Impact of UV-B radiation on thylakoid membrane and fatty acid profile of Spirulina platensis.

Ultraviolet-B (UV-B) radiation to thylakoid membrane and fatty acid profile has been investigated in cyanobacterium, Spirulina platensis. The thylakoid membrane was isolated by mechanical disruption of the freeze-dried and lysozyme-treated cells followed by differential density gradient centrifugation and morphological variations were examined. UV radiation distorted the membrane on the outer side with reduced chlorophyll a (chl a) content compared to its untreated counterpart. Liquid chromatography-mass spectrometry (LC-MS) was used for characterization of chl a of the thylakoid membrane. UV-B exposure resulted in alterations in the pigment-protein complexes 47 kDa and 43 kDa.

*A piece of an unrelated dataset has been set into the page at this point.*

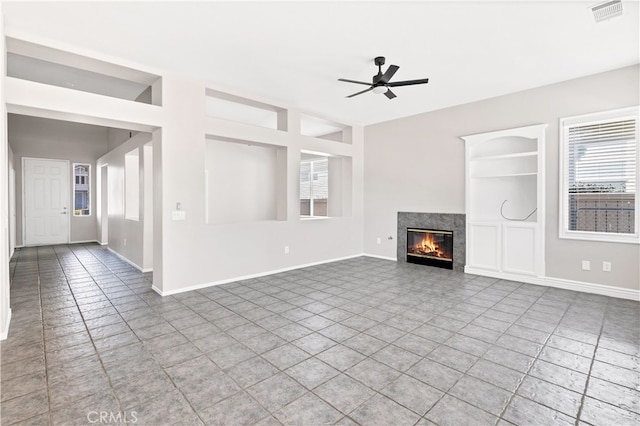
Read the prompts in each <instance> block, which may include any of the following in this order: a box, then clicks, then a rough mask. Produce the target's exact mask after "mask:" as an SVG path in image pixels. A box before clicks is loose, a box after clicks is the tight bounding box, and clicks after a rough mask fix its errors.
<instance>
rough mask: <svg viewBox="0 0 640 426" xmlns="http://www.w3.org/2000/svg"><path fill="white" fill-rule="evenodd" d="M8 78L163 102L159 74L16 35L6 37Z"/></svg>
mask: <svg viewBox="0 0 640 426" xmlns="http://www.w3.org/2000/svg"><path fill="white" fill-rule="evenodd" d="M6 46H7V77H13V78H18V79H21V80H28V81H33V82H36V83H42V84H48V85H51V86H58V87H64V88H66V89H72V90H78V91H82V92H88V93H94V94H98V95H104V96H109V97H113V98H119V99H125V100H129V101H134V102H140V103H146V104H152V105H162V78H161V77H160V76H158V75H154V74H150V73H147V72H143V71H139V70H136V69H132V68H127V67H124V66H120V65H116V64H112V63H109V62H104V61H99V60H96V59H93V58H89V57H86V56H81V55H77V54H74V53H69V52H65V51H62V50H58V49H54V48H51V47H48V46H43V45H39V44H35V43H31V42H27V41H24V40H18V39H15V38H11V37H7V38H6Z"/></svg>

Furthermore, 94 kDa and 20 kDa protein appeared in UV-B-exposed thylakoid membrane of S. platensis. The composition of fatty acid in response to UV-B radiation was detected by gas chromatography-mass spectrometry having 23.5% saturated fatty acid (SFA), 76.4% monounsaturated fatty acid (MUFA), and polyunsaturated fatty acid (PUFA). In contrast to its UV-B-untreated counterpart, SFA was 46.6%, and MUFA and PUFA were 53.3%. Our findings suggest that UV-B radiation not only affects membrane morphology and its protein profile but also reduces saturated fatty acid and increases unsaturated fatty acids in S. platensis.